Graeme Macrae Burnet once again pierces the respectable bourgeois façade of small-town life in this, the concluding part of his trilogy of Gorski novels. He injects a wry humour into the tiniest of details and delves into the darkest recesses of his characters’ minds, but above all provides an entertaining, profound and moving read.

CASE STUDY

Literary, 320 pages

Saraband, October 2021

“I have decided to write down everything that happens, because I feel, I suppose, I may be putting myself in danger.”

London, 1965. An unworldly young woman believes that a charismatic psychotherapist, Collins Braithwaite, has driven her sister to suicide. Intent on confirming her suspicions, she assumes a false identity and presents herself to him as a client, recording her experiences in a series of notebooks. But she soon finds herself drawn into a world in which she can no longer be certain of anything. Even her own character.

In CASE STUDY, Graeme Macrae Burnet presents these notebooks interspersed with his own biographical research into Collins Braithwaite. The result is a dazzling – and often wickedly humorous – meditation on the nature of sanity, identity and truth itself, by one of the most inventive novelists writing today.

HIS BLOODY PROJECT

Literary, 288 pages

Contraband, 2015

Shortlisted for the Man Booker Prize 2016

A brutal triple murder in a remote Scottish farming community in 1869 leads to the arrest of 17-year-old Roderick Macrae. There is no question that Macrae committed this terrible act. What would lead such a shy and intelligent boy down this bloody path?

Presented as a collection of documents, HIS BLOODY PROJECT opens with a series of police statements taken from the villagers, which offer conflicting impressions, throwing Macrae’s motive and his sanity into question.

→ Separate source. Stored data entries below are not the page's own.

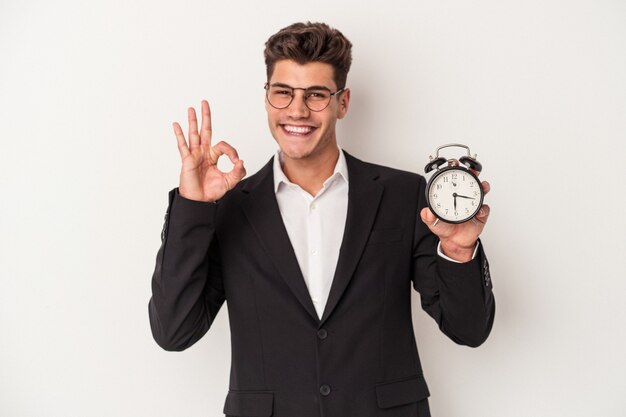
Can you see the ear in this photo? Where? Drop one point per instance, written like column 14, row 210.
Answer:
column 344, row 103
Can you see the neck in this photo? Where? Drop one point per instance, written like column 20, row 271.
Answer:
column 311, row 174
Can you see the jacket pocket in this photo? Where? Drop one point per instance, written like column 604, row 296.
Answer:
column 405, row 391
column 385, row 235
column 249, row 403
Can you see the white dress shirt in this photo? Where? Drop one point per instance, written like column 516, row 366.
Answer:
column 315, row 225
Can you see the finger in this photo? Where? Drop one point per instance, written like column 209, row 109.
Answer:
column 223, row 148
column 483, row 214
column 194, row 138
column 205, row 129
column 180, row 138
column 236, row 174
column 428, row 217
column 486, row 187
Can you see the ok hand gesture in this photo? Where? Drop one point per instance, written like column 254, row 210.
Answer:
column 200, row 179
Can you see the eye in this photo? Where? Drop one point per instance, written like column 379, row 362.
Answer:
column 317, row 94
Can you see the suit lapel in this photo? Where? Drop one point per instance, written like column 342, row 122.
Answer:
column 261, row 209
column 363, row 200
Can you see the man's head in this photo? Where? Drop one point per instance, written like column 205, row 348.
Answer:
column 310, row 42
column 307, row 67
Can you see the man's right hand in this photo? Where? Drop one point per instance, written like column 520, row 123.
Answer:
column 200, row 179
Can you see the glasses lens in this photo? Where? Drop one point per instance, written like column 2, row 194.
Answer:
column 317, row 99
column 279, row 97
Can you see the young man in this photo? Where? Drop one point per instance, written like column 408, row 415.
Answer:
column 315, row 255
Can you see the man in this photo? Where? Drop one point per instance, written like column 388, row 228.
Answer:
column 315, row 255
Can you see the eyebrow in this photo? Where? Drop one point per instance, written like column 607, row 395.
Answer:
column 313, row 87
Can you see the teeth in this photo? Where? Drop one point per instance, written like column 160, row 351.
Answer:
column 298, row 129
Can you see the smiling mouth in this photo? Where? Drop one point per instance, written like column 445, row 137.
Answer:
column 297, row 130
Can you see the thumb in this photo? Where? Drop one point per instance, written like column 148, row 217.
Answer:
column 238, row 171
column 427, row 216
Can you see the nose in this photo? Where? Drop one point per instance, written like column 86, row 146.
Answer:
column 298, row 109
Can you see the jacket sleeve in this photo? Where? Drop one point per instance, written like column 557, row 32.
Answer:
column 457, row 295
column 187, row 286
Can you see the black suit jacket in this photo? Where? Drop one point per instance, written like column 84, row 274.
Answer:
column 360, row 359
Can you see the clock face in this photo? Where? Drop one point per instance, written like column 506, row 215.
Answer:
column 454, row 195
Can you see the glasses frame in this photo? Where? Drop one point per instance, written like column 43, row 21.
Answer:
column 267, row 86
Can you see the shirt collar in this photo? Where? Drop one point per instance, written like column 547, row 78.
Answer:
column 341, row 170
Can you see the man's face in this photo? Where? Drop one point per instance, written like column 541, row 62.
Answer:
column 301, row 133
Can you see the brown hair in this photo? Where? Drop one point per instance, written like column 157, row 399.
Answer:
column 310, row 42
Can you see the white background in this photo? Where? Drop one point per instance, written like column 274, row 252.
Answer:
column 88, row 92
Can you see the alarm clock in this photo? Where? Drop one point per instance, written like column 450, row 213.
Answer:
column 454, row 193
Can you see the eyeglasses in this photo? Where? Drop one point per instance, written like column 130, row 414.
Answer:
column 316, row 98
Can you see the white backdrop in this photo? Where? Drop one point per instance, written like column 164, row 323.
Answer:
column 88, row 91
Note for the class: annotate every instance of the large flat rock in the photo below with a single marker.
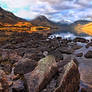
(41, 75)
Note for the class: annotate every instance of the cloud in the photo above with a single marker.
(53, 9)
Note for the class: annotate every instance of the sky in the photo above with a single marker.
(56, 10)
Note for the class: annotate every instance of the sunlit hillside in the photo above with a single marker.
(22, 27)
(87, 28)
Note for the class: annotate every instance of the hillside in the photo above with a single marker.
(8, 17)
(43, 21)
(87, 28)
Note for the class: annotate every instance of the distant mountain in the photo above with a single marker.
(8, 17)
(82, 22)
(64, 21)
(43, 21)
(75, 27)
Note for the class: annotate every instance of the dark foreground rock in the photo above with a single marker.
(82, 40)
(46, 78)
(39, 77)
(4, 87)
(25, 65)
(89, 45)
(67, 78)
(88, 54)
(19, 59)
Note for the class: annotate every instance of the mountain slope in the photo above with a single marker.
(87, 28)
(43, 21)
(8, 17)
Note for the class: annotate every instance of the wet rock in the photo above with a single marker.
(76, 47)
(79, 54)
(18, 86)
(89, 45)
(88, 54)
(57, 54)
(83, 90)
(25, 65)
(65, 50)
(69, 79)
(40, 76)
(4, 87)
(82, 40)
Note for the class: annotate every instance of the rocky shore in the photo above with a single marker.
(36, 63)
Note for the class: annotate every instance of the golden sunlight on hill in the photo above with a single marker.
(87, 28)
(22, 27)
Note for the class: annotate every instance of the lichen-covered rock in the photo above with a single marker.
(40, 76)
(25, 65)
(70, 79)
(4, 87)
(79, 54)
(89, 45)
(82, 40)
(88, 54)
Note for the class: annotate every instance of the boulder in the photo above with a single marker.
(4, 87)
(69, 79)
(18, 86)
(79, 54)
(65, 50)
(25, 65)
(82, 40)
(89, 45)
(41, 75)
(88, 54)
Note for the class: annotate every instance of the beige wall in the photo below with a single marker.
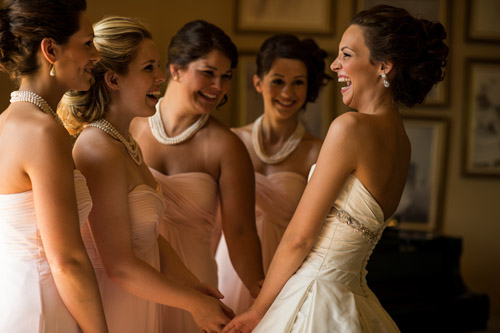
(471, 205)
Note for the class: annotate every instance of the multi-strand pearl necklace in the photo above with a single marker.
(159, 133)
(130, 144)
(288, 147)
(31, 97)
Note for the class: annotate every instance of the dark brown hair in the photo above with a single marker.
(414, 46)
(23, 25)
(291, 47)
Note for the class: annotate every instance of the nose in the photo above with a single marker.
(335, 66)
(287, 90)
(94, 54)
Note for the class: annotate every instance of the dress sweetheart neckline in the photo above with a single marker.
(282, 172)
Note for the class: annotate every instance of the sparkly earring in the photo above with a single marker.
(52, 70)
(387, 84)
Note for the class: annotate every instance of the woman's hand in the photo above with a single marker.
(243, 323)
(207, 289)
(210, 314)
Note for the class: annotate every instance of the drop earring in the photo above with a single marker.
(52, 71)
(387, 84)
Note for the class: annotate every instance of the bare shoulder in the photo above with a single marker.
(244, 132)
(94, 150)
(227, 141)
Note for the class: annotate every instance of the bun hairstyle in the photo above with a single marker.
(117, 39)
(291, 47)
(414, 46)
(194, 41)
(23, 25)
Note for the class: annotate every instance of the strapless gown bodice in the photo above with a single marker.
(192, 203)
(328, 293)
(126, 312)
(29, 299)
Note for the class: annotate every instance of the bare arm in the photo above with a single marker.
(323, 188)
(50, 168)
(104, 166)
(237, 188)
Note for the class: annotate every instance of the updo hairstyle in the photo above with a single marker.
(23, 25)
(291, 47)
(117, 39)
(414, 46)
(194, 41)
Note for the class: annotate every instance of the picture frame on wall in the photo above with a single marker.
(420, 207)
(292, 16)
(432, 10)
(316, 118)
(482, 23)
(482, 118)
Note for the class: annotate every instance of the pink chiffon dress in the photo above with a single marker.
(277, 197)
(29, 300)
(192, 203)
(127, 313)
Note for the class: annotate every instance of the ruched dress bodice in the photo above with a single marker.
(328, 293)
(29, 300)
(276, 197)
(126, 312)
(192, 203)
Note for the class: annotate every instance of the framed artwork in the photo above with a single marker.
(420, 205)
(482, 119)
(294, 16)
(432, 10)
(482, 22)
(316, 118)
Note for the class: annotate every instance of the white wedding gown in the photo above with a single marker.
(328, 293)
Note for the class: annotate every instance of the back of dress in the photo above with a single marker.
(30, 301)
(328, 293)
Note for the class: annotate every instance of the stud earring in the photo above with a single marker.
(52, 71)
(387, 84)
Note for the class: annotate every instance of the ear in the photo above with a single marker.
(385, 67)
(50, 49)
(257, 82)
(174, 71)
(111, 80)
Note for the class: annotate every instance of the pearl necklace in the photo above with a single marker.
(33, 98)
(130, 144)
(288, 147)
(156, 125)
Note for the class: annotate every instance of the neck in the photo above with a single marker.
(277, 131)
(175, 116)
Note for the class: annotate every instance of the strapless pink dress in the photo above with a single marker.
(126, 312)
(29, 300)
(277, 197)
(192, 202)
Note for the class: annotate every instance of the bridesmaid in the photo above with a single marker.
(122, 231)
(202, 166)
(290, 73)
(46, 282)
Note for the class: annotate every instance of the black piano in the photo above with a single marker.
(416, 277)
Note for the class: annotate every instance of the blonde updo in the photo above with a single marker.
(117, 40)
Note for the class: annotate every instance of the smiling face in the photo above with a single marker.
(140, 86)
(284, 87)
(205, 81)
(354, 68)
(78, 55)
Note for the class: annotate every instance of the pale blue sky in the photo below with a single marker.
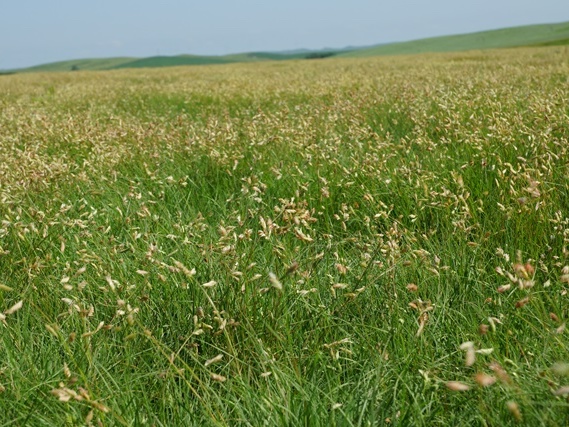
(39, 31)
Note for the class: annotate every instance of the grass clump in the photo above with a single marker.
(349, 242)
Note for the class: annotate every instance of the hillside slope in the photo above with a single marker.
(529, 35)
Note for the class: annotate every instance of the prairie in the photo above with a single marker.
(349, 242)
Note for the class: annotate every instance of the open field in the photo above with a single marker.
(352, 242)
(529, 35)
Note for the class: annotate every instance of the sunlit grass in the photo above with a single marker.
(349, 242)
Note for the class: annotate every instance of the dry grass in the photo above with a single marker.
(339, 242)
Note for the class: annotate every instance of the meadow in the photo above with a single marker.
(344, 242)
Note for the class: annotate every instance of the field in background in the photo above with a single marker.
(346, 242)
(529, 35)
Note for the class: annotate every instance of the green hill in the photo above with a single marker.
(529, 35)
(79, 64)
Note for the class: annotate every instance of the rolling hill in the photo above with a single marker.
(529, 35)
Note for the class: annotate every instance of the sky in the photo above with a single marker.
(34, 32)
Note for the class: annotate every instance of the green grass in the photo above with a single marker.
(529, 35)
(140, 225)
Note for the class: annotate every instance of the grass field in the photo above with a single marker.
(529, 35)
(351, 242)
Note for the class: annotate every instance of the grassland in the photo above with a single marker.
(529, 35)
(378, 241)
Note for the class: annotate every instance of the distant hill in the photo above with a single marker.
(529, 35)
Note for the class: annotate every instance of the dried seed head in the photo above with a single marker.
(457, 386)
(218, 378)
(411, 287)
(514, 410)
(275, 282)
(214, 360)
(484, 380)
(14, 308)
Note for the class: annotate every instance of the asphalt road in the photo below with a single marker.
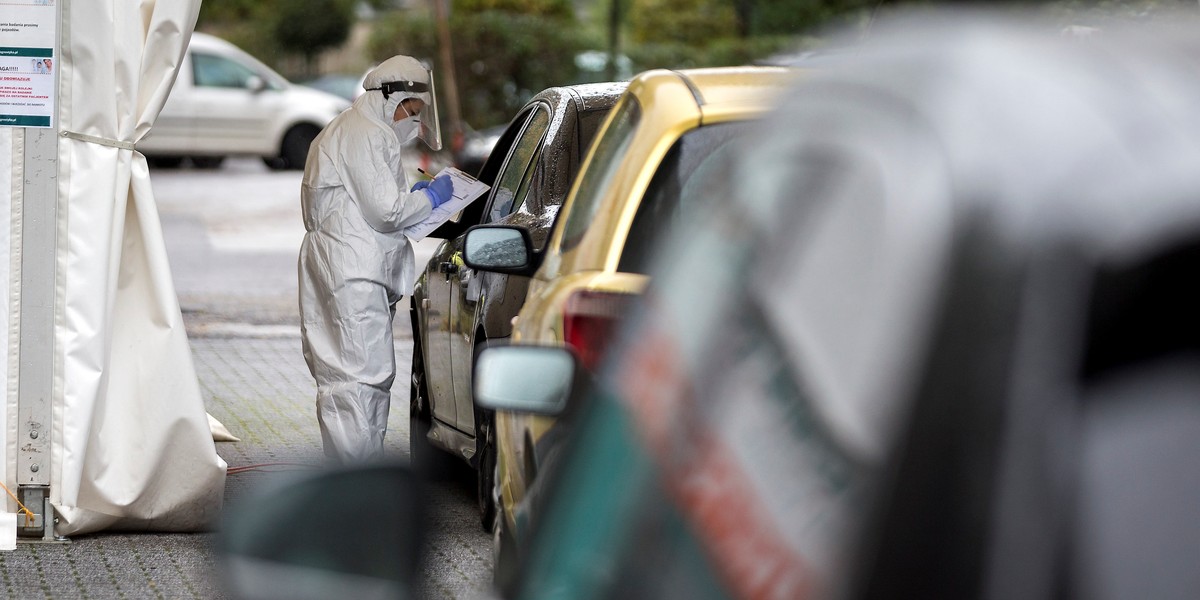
(232, 237)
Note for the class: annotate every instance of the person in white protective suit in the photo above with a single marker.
(355, 262)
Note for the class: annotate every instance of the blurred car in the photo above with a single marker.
(226, 102)
(345, 85)
(910, 353)
(667, 139)
(455, 311)
(907, 353)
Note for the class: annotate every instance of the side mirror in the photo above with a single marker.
(501, 249)
(354, 533)
(538, 379)
(256, 84)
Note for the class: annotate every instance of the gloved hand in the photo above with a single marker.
(439, 191)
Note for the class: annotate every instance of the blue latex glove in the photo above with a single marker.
(439, 191)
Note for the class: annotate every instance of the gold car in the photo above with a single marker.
(670, 136)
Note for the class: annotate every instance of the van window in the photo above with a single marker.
(211, 71)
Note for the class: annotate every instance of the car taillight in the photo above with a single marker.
(589, 322)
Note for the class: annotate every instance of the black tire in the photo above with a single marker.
(295, 145)
(485, 473)
(274, 162)
(165, 162)
(421, 453)
(504, 556)
(208, 162)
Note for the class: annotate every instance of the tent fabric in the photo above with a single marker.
(132, 447)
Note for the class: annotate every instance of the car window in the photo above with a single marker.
(211, 71)
(507, 193)
(691, 168)
(605, 157)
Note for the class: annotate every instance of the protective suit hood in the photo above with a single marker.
(400, 78)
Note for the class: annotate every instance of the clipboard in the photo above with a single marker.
(466, 191)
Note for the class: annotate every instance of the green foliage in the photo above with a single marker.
(310, 27)
(724, 52)
(546, 9)
(501, 58)
(683, 22)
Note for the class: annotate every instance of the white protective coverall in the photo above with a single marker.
(355, 264)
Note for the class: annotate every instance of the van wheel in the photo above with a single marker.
(208, 162)
(165, 162)
(295, 145)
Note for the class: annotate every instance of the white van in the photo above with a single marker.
(226, 102)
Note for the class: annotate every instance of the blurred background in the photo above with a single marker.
(503, 52)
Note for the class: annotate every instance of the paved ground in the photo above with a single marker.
(253, 381)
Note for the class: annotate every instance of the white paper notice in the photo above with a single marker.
(7, 531)
(28, 61)
(466, 191)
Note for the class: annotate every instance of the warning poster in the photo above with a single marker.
(28, 60)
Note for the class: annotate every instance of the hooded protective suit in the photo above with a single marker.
(355, 263)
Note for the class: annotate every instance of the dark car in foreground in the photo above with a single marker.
(915, 353)
(455, 311)
(911, 353)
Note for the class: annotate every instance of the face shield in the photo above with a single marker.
(430, 130)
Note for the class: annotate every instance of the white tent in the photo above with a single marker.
(130, 441)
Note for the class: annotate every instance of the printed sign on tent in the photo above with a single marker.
(28, 59)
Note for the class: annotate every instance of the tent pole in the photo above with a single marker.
(39, 244)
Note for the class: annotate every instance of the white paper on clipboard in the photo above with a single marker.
(466, 191)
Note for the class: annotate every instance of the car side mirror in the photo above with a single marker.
(354, 533)
(256, 84)
(501, 249)
(538, 379)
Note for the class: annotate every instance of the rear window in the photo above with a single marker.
(607, 154)
(699, 161)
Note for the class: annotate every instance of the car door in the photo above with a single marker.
(232, 106)
(507, 195)
(441, 277)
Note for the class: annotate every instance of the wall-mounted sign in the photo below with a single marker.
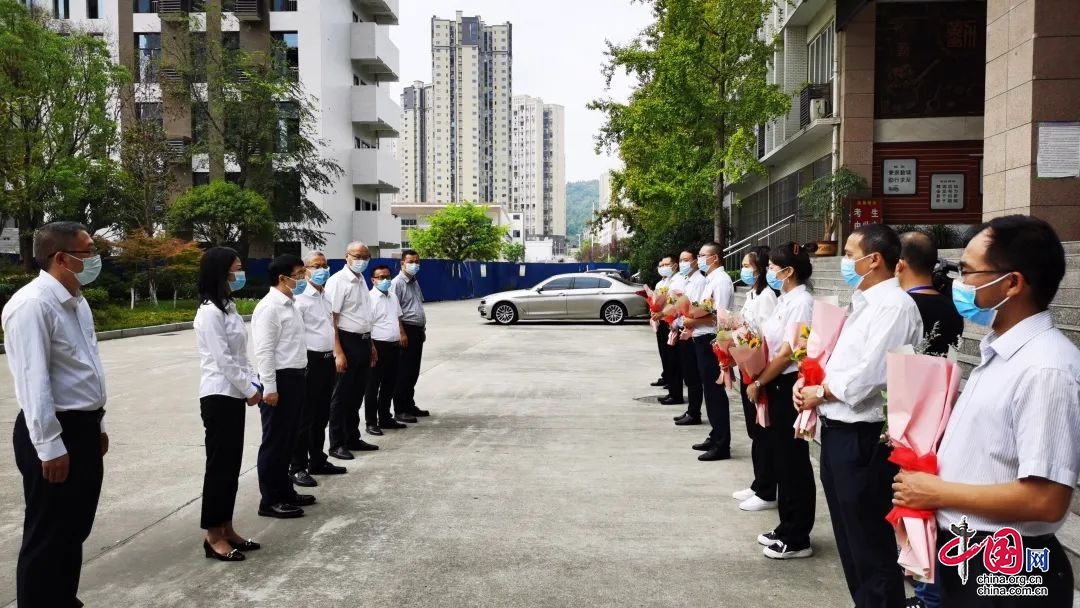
(946, 191)
(865, 211)
(899, 176)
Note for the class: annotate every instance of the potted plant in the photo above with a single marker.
(823, 200)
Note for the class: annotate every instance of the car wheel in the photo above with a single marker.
(504, 313)
(613, 313)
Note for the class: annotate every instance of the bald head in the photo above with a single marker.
(918, 252)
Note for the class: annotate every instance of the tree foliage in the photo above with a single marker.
(57, 123)
(221, 213)
(687, 131)
(460, 232)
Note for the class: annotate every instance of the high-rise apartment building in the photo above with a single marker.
(468, 137)
(339, 50)
(538, 166)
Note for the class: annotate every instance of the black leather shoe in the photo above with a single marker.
(301, 500)
(715, 454)
(281, 511)
(230, 556)
(341, 454)
(327, 469)
(245, 545)
(302, 478)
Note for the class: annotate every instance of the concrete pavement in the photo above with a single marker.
(540, 480)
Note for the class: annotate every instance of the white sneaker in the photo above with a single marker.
(781, 551)
(755, 503)
(742, 495)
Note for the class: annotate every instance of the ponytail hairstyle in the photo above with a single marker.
(796, 257)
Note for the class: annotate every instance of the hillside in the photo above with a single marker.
(581, 198)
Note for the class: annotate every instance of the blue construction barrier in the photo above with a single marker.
(446, 280)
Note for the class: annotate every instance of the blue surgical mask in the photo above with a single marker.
(239, 280)
(91, 269)
(746, 275)
(770, 278)
(963, 299)
(848, 271)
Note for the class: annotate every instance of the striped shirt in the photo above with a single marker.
(1018, 417)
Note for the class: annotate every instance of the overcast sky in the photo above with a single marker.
(558, 51)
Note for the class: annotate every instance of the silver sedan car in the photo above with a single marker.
(578, 296)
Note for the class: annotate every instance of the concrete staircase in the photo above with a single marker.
(1065, 308)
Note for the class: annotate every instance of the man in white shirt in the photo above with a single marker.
(718, 289)
(281, 356)
(309, 458)
(855, 472)
(1009, 457)
(59, 434)
(389, 337)
(353, 352)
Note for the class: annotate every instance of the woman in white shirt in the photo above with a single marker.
(788, 270)
(226, 383)
(758, 307)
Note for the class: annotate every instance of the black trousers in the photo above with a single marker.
(408, 370)
(858, 476)
(670, 360)
(382, 383)
(1057, 580)
(224, 421)
(279, 437)
(716, 396)
(311, 436)
(349, 390)
(58, 516)
(791, 468)
(688, 363)
(765, 482)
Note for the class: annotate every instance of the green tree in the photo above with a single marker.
(688, 129)
(460, 232)
(221, 213)
(513, 252)
(57, 123)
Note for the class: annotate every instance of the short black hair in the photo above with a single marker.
(54, 238)
(214, 275)
(284, 265)
(1028, 245)
(918, 251)
(879, 239)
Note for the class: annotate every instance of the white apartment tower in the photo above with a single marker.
(468, 138)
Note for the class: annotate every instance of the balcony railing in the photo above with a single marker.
(815, 103)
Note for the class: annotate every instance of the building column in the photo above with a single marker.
(1031, 77)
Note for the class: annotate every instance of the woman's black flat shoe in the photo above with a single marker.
(230, 556)
(245, 544)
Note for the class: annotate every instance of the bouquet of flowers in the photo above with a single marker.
(752, 354)
(817, 348)
(921, 390)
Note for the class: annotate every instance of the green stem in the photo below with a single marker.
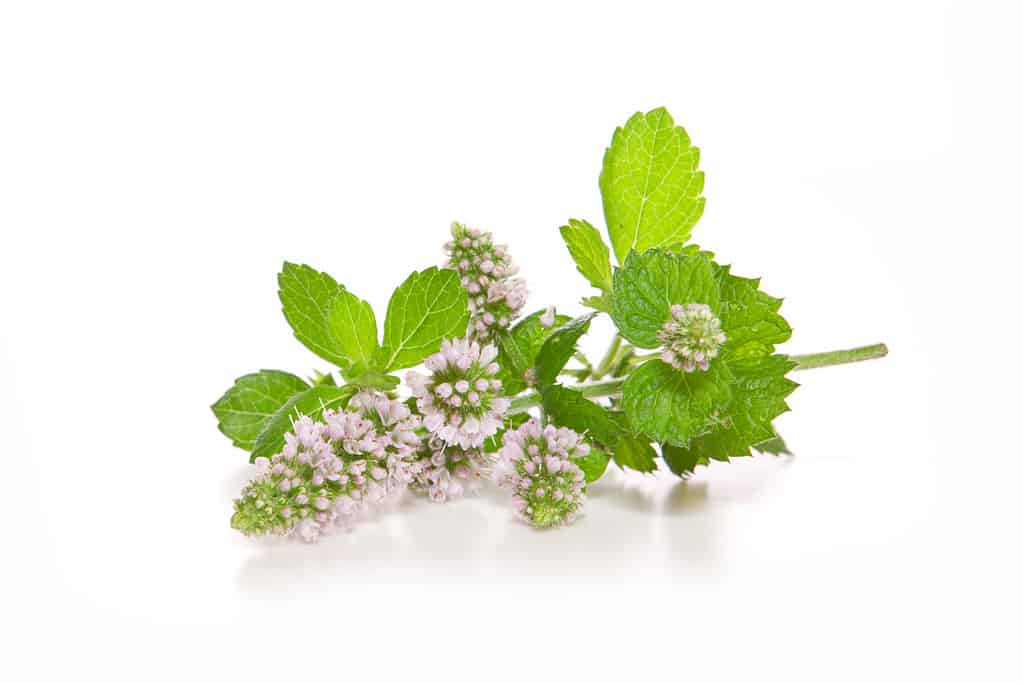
(805, 362)
(809, 361)
(609, 357)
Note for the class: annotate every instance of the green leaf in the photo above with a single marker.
(559, 348)
(351, 326)
(246, 408)
(651, 184)
(590, 254)
(602, 303)
(649, 283)
(775, 446)
(759, 390)
(427, 308)
(569, 408)
(519, 348)
(593, 464)
(749, 317)
(681, 461)
(306, 294)
(635, 453)
(311, 402)
(674, 407)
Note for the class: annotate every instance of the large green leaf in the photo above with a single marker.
(427, 308)
(352, 328)
(649, 283)
(674, 407)
(311, 402)
(588, 251)
(651, 184)
(519, 348)
(245, 409)
(569, 408)
(306, 294)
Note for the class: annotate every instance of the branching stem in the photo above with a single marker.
(804, 362)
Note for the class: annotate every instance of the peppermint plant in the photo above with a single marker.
(693, 373)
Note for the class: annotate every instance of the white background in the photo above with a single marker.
(159, 161)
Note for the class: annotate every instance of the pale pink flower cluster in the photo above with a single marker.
(460, 400)
(536, 463)
(495, 298)
(330, 470)
(449, 471)
(692, 337)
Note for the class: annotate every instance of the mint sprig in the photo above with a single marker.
(693, 374)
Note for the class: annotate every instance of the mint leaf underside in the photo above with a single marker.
(589, 253)
(559, 348)
(246, 408)
(635, 453)
(651, 184)
(429, 307)
(305, 297)
(351, 326)
(311, 402)
(519, 348)
(569, 408)
(673, 407)
(650, 282)
(759, 392)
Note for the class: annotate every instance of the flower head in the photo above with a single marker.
(495, 299)
(460, 401)
(692, 337)
(448, 471)
(330, 470)
(536, 463)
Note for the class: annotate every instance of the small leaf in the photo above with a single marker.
(593, 464)
(602, 303)
(305, 296)
(633, 453)
(681, 461)
(758, 390)
(519, 348)
(590, 254)
(651, 184)
(649, 283)
(559, 348)
(311, 402)
(352, 328)
(429, 307)
(673, 407)
(246, 408)
(569, 408)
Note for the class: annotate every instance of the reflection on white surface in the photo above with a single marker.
(654, 526)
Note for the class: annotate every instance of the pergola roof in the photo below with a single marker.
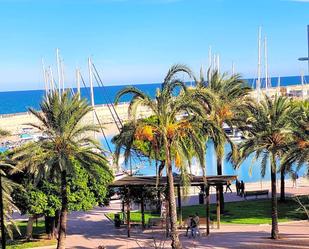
(151, 180)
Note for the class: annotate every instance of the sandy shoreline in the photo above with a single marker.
(14, 123)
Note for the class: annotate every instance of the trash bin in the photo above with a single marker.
(117, 220)
(201, 198)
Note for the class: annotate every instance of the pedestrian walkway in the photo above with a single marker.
(91, 229)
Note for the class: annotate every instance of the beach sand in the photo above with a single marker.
(14, 123)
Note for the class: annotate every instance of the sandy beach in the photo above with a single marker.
(14, 123)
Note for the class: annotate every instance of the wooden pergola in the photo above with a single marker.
(197, 181)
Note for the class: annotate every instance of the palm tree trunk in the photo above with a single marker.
(2, 216)
(220, 187)
(64, 212)
(176, 244)
(282, 187)
(29, 230)
(274, 205)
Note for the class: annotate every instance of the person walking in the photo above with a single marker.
(242, 188)
(195, 226)
(237, 187)
(228, 187)
(189, 221)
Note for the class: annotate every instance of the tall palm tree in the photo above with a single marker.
(6, 188)
(225, 98)
(67, 140)
(176, 117)
(268, 130)
(6, 202)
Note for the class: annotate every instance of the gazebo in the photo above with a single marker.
(199, 181)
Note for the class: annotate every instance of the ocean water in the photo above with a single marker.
(20, 101)
(249, 170)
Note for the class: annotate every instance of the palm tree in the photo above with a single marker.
(268, 130)
(67, 140)
(298, 149)
(225, 97)
(6, 202)
(177, 121)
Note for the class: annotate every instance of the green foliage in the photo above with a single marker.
(241, 212)
(84, 192)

THE DISAPPEARANCE OF ADELE BEDEAU

Crime, 252 pages

Contraband, 2014

Manfred Baumann is a loner. Socially awkward and perpetually ill at ease, he spends his evenings quietly drinking and surreptitiously observing Adèle Bedeau, the sullen but alluring waitress at a drab bistro in the unremarkable small French town of Saint-Louis. But one day, she simply vanishes into thin air. When Georges Gorski, a detective haunted by his failure to solve one of his first murder cases, is called in to investigate the girl’s disappearance, Manfred’s repressed world is shaken to its core and he is forced to confront the dark secrets of his past. THE DISAPPEARANCE OF ADÈLE BEDEAU is a literary mystery novel that is, at heart, an engrossing psychological portrayal of an outsider pushed to the limit by his own feverish imagination.

THE ACCIDENT ON THE A35

Crime, 272 pages

Contraband,2017

There does not appear to be anything remarkable about the fatal car crash on the A35. But one question dogs Inspector Georges Gorski: where has the victim, an outwardly austere lawyer, been on the night of his death? The troubled Gorski finds himself drawn into a mystery that takes him behind the respectable veneer of the sleepy French backwater of Saint-Louis. Graeme Macrae Burnet returns with a literary mystery that will beguile fans of HIS BLOODY PROJECT and THE DISAPPEARANCE OF ADÈLE BEDEAU. Darkly humorous, subtle and sophisticated, THE ACCIDENT ON THE A35 burrows deep into the psyches of its characters and explores the forgotten corners of small-town life.